Resumindo: o texto clássico que tomamos como origens, Gênesis, não fala sobre origem material do universo, da Terra e da vida. Ele traça elementos de função em uma narrativa mítica dentro de uma estrutura poética e uso de diversas figuras de linguagem, como hipérbole, metonímia e comparação, além de outras que nem temos em português.

É óbvio que, com tudo isso, não estou descartando o texto sagrado como base do cristianismo: a Bíblia, incluindo o livro de Gênesis, é a Palavra de Deus, inerrante, infalível e inspirada. Em momento algum assumirei qualquer doutrina da teologia liberal. Agora, o que faremos com o texto que chamamos de criação (no sentido material) em uma perspectiva que unifica ou conecta a teologia cristã com a ciência, é matéria de discussão e pretendo sintetizar e, talvez, contribuir um pouquinho com meu simples e pequeno conhecimento, sempre tomando por base que a Bíblia é a Palavra de Deus, inerrante, infalível e inspirada e, conectado a tudo isso, não conflita em ponto algum com a ciência. Afinal, o Autor do livro da Natureza é o mesmo Autor do texto sagrado e, com isso, não há conflito entre os dois livros. Se há algum conflito, ele reside no leitor dos dois livros, na interpretação bíblica, na interpretação científica ou em ambas!
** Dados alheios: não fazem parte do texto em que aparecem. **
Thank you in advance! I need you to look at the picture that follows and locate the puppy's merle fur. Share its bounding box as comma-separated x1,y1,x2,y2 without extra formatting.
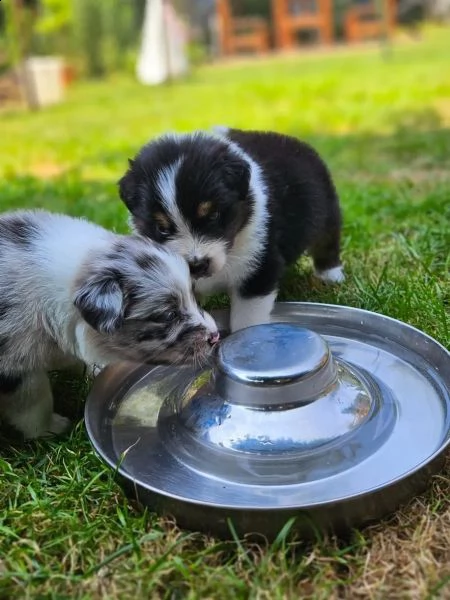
119,128,343,331
0,211,218,437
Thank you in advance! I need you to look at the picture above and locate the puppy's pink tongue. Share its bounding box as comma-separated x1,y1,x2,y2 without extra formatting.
208,331,220,346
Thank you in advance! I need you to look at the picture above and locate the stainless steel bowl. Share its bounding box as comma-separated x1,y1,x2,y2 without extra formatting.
86,303,450,538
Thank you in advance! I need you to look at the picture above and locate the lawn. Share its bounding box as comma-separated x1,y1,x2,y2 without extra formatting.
0,25,450,600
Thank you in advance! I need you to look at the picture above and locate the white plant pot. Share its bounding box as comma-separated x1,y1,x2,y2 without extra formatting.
21,56,64,108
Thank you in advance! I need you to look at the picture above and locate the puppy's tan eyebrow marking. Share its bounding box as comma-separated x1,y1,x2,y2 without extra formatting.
197,200,213,219
153,211,170,229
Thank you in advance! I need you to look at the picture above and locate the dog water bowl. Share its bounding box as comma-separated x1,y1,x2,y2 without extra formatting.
86,303,450,538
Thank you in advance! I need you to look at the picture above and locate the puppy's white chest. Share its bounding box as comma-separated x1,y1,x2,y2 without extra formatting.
194,274,230,296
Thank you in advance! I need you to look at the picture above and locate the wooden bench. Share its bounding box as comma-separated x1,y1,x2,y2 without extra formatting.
217,0,270,56
344,0,395,42
272,0,334,49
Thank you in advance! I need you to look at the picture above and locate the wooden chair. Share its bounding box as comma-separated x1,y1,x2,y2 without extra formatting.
217,0,269,56
344,0,395,42
272,0,334,49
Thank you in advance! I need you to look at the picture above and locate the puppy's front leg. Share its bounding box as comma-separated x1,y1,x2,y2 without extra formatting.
0,371,70,439
230,290,277,332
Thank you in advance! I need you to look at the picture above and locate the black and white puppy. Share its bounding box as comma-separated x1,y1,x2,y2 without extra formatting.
0,211,218,438
119,128,344,331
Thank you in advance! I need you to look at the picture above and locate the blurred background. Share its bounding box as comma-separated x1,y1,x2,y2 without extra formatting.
0,0,450,234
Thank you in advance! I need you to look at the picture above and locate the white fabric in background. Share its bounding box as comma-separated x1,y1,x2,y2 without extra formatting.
136,0,189,85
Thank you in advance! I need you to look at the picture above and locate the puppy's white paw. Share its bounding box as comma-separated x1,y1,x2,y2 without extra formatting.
46,413,71,435
315,265,345,283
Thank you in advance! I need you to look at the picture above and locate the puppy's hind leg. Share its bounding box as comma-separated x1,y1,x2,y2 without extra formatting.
310,227,345,283
0,371,70,439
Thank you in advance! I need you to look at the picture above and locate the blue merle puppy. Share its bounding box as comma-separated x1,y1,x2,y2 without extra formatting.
119,128,344,331
0,211,218,438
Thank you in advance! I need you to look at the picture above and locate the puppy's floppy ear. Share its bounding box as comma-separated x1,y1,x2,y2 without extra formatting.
118,158,137,212
223,157,250,200
73,274,125,333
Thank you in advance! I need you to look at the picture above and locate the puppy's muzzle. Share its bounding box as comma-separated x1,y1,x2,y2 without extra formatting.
189,258,211,279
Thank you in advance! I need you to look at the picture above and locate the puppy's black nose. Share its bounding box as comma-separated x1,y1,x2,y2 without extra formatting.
189,258,211,277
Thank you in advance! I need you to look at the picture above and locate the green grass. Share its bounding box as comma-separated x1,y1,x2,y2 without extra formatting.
0,24,450,600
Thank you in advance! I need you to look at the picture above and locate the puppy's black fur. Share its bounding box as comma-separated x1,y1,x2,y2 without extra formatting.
119,129,343,329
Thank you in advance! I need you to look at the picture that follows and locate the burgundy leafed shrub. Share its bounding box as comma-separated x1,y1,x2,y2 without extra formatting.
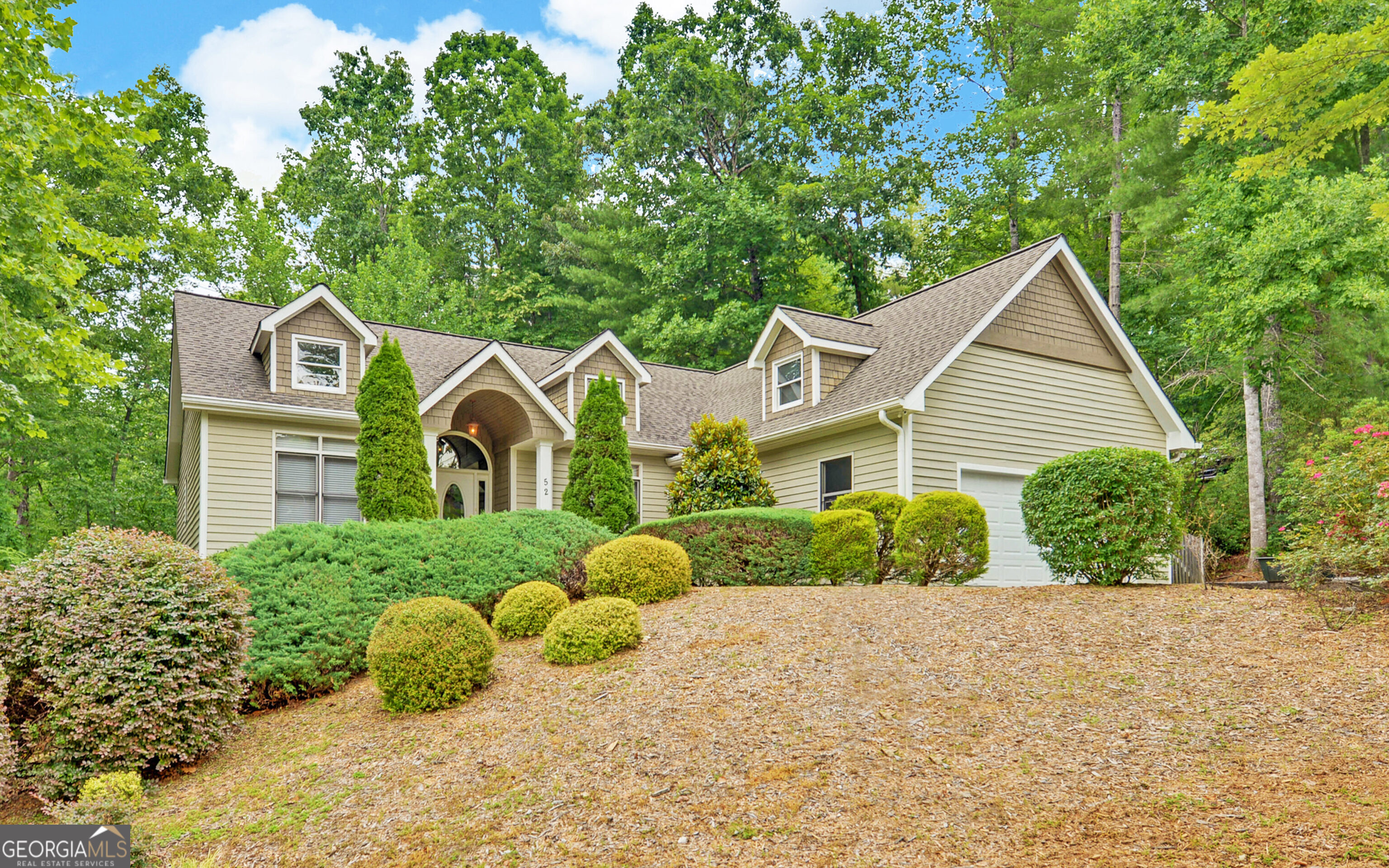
0,528,250,796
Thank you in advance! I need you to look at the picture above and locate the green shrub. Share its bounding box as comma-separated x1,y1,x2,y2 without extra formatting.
626,507,818,586
829,491,907,585
893,491,989,585
562,373,640,533
665,414,776,515
544,597,642,665
811,509,878,585
367,597,497,712
491,582,570,639
0,528,250,794
583,533,690,605
222,509,613,707
1022,447,1182,585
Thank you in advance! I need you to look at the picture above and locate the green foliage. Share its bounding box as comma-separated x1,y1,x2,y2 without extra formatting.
810,508,878,585
1022,447,1183,586
219,509,611,707
829,491,907,585
893,491,989,585
544,597,642,665
665,414,776,517
357,335,439,521
562,373,639,533
491,582,570,639
583,533,690,605
367,597,497,714
0,528,251,794
626,507,817,586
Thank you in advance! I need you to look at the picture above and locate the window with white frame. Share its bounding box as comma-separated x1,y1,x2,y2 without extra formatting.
290,335,347,393
772,353,804,410
275,433,361,525
581,373,632,425
819,456,854,511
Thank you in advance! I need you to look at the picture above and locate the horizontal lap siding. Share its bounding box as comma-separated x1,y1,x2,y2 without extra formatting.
912,344,1167,493
758,422,898,509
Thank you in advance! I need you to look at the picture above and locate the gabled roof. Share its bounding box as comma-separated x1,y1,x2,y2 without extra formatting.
251,283,377,353
538,329,652,389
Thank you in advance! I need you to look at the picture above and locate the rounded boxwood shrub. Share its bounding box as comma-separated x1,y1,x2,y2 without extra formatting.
811,509,878,585
0,528,250,796
893,491,989,585
625,507,818,586
583,533,690,605
218,509,613,708
367,597,497,711
491,582,570,639
829,491,907,585
1022,447,1182,585
544,597,642,665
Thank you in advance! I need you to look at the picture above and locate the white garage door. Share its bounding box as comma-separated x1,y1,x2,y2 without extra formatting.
960,471,1052,585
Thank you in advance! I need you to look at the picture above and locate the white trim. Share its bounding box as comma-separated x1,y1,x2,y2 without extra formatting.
747,304,878,368
289,335,347,394
815,451,854,513
539,329,652,387
902,237,1196,451
420,340,574,440
251,283,377,354
197,410,207,557
772,350,806,412
182,394,357,424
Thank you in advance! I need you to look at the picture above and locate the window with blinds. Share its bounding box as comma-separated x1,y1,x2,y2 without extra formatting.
275,433,361,525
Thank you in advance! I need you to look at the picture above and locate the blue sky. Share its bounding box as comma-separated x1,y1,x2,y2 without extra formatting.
53,0,967,189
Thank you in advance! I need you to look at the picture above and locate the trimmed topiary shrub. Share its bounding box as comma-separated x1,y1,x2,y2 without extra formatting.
583,533,690,605
221,509,613,707
491,582,570,639
1022,447,1182,585
811,509,878,585
562,373,640,533
893,491,989,585
0,528,250,796
367,597,497,712
829,491,907,585
544,597,642,665
626,508,817,586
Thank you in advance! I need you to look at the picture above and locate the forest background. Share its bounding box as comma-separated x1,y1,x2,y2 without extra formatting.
0,0,1389,566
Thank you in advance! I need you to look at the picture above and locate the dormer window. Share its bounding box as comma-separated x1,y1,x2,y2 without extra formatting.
292,335,347,394
772,353,804,410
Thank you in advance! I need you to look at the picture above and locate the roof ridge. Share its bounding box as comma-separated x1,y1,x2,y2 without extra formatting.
854,232,1065,320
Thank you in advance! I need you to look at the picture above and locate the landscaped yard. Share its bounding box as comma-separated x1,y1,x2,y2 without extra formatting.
5,577,1389,867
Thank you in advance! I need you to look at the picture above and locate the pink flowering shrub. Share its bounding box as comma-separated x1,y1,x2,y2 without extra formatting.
0,528,251,796
1278,404,1389,585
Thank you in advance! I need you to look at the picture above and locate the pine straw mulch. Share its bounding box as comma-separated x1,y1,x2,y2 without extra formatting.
49,586,1389,867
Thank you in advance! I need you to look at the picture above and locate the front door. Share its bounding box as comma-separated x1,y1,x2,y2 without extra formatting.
438,468,491,518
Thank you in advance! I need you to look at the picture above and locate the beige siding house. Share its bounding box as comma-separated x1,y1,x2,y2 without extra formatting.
165,236,1195,585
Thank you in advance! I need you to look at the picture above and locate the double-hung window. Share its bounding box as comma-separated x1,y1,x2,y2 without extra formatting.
290,335,347,394
819,456,854,509
772,353,804,410
275,433,361,525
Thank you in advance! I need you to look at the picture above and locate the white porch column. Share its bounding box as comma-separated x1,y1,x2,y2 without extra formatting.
535,440,554,509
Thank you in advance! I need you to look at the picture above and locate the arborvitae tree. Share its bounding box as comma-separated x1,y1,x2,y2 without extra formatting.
564,375,638,533
357,335,439,521
665,414,776,517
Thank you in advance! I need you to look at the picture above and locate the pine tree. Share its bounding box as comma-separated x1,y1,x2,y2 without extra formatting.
357,335,439,521
665,414,776,517
564,375,638,533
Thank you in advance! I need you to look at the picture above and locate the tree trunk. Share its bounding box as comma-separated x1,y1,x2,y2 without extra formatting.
1110,93,1124,320
1245,364,1268,572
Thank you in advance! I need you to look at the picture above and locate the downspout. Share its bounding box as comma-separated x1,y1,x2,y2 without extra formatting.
878,410,907,497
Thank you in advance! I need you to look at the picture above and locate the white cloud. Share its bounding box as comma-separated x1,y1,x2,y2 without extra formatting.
187,0,882,189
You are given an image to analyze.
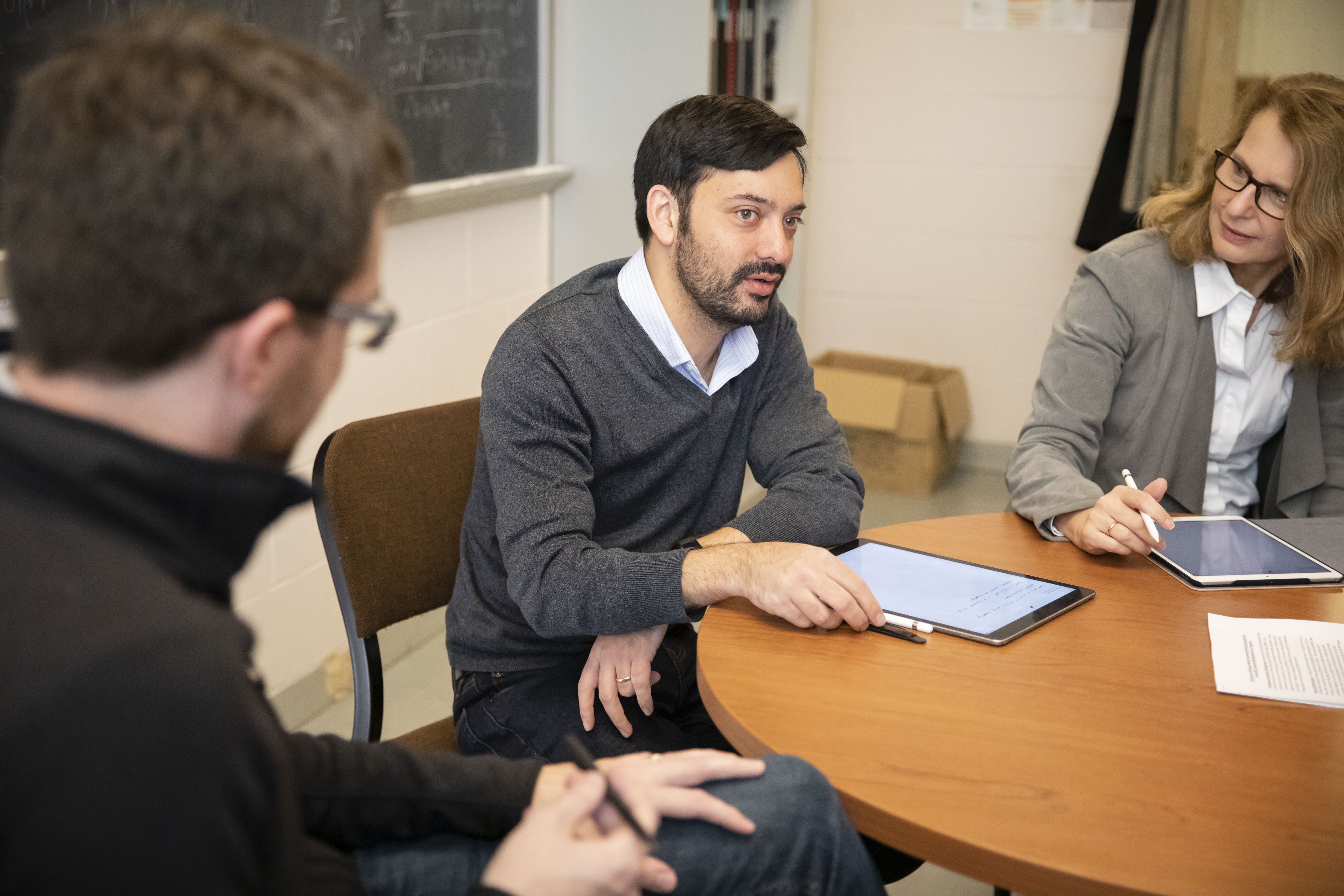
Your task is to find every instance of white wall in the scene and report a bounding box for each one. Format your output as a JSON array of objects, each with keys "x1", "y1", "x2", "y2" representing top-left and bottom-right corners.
[
  {"x1": 804, "y1": 0, "x2": 1126, "y2": 443},
  {"x1": 1237, "y1": 0, "x2": 1344, "y2": 78},
  {"x1": 234, "y1": 196, "x2": 550, "y2": 694},
  {"x1": 552, "y1": 0, "x2": 710, "y2": 283}
]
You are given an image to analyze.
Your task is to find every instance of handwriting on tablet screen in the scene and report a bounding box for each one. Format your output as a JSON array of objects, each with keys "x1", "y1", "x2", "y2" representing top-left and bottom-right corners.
[{"x1": 840, "y1": 544, "x2": 1070, "y2": 634}]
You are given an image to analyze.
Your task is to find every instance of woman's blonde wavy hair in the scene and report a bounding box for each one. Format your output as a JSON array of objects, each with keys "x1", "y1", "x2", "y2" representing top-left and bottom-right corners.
[{"x1": 1138, "y1": 74, "x2": 1344, "y2": 367}]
Por hoje é apenas isso: um texto curto, mais basilar para nossas futuras discussões. Não deixe de conferir, sempre, as sugestões literárias que faço abaixo, pois muitos temas que, às vezes nem cito ou deixo implícito, estão dirimidos em livros e outros materiais destacados abaixo. E, um convite que faço de coração a você, leitor do CosmoTeo: não é necessário concordar comigo em algum ou todos os pontos, muito menos desviar dos caminhos do Senhor. Leve toda essa discussão para seus pensamentos, pese-a e reflita sobre. Nossa salvação depende unicamente da obra de Cristo, e não do conhecimento científico ou teológico sobre origens, da intenção original na mensagem que os israelitas entenderam e nós, talvez, não estamos entendendo. O meu propósito é apenas dar mais sustância a discussão bíblica e cientifica de forma integrada e, se possível, matar algumas curiosidades com alguns possíveis modelos de interação entre ciência e fé cristã.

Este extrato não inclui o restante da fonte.